SALT - Monday, 14 Tammuz 5780 - July 6, 2020

  • Rav David Silverberg
            The final section of Parashat Pinchas discusses the tamidin u-musafin – the standard public sacrifices, including the daily tamid offering and the additional musaf offering brought on Shabbat, Rosh Chodesh and the holidays (Pesach, Shavuot, Rosh Hashanah, Yom Kippur and Sukkot).  God introduces this section by commanding Moshe to instruct Benei Yisrael that they must ensure to maintain the sacrificial order “be-moado” – “in its time” (28:2).  At first glance, this verse introduces the entire section, commanding that we must ensure to follow the schedule of sacrifices, and offer each sacrifice “be-moado” – at the time when it is to be offered: the tamid sacrifice each day, and each musaf sacrifice on the day it is required (e.g. Shabbat, Rosh Chodesh).
            The Gemara, however, in a number of places (Pesachim 77a, Menachot 72b), explains this verse as referring specifically to the tamid sacrifice.  The word “be-moado,” the Gemara comments, emphasizes that the daily tamid offering is brought even on Shabbat, and even if the nation is in a state of tum’a (impurity).  These are occasions when we might have intuitively assumed that the tamid sacrifice should be offered, and thus the Torah emphasizes that the tamid must be sacrificed “be-moado” – “in its time,” even under these circumstances.
            Rashi, too, interprets this introductory verse as referring specifically to the tamid.  Commenting on the word “be-moado,” Rashi writes, “Every day is the occasion [mo’ed] of the temidin.”  According to Rashi, then, the command to ensure to offer the sacrifices “be-moado” means that we must see to it to offer the daily sacrifice on its occasion – meaning, every day.

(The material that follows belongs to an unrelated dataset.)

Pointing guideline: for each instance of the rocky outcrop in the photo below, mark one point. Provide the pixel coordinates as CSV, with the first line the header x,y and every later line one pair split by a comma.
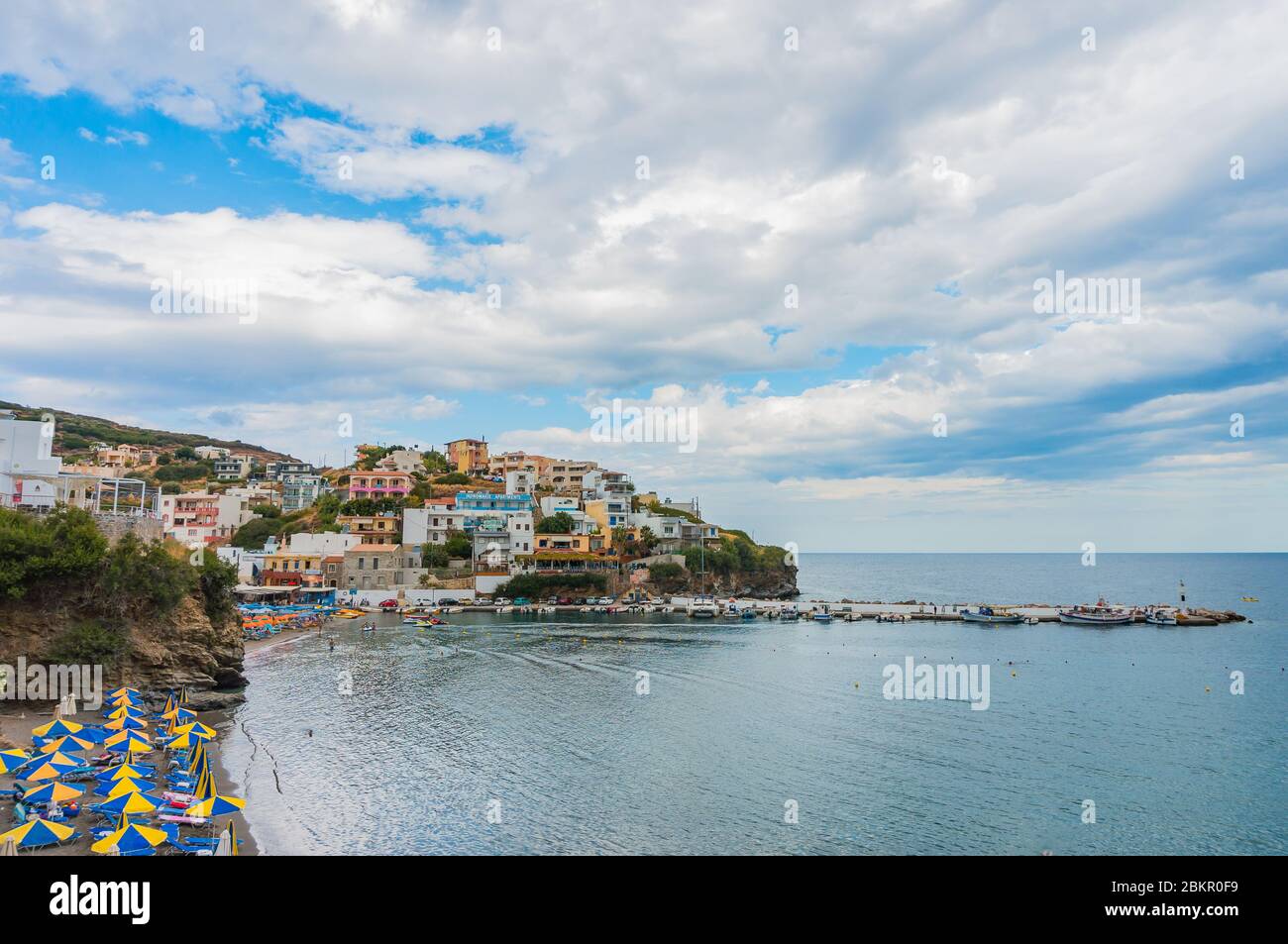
x,y
160,653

            The use of the term “mo’ed” in reference to each day might at first strike us as unusual.  This word is commonly associated with special occasions, with special holidays which we observe once a year.  Here, however, the Torah uses the word “mo’ed” in reference to each and every day of the year, and each and every day of our lives.  This might teach us that indeed, we are to make each and every day a special occasion.  Every ordinary, routine day is a “mo’ed,” a special time, that requires its own “offering,” its own accomplishment.  We should never look upon any day as plain and ordinary.  Each day of our lives is special, laden with unique opportunities for us to seize, opportunities which will not present themselves at any other time.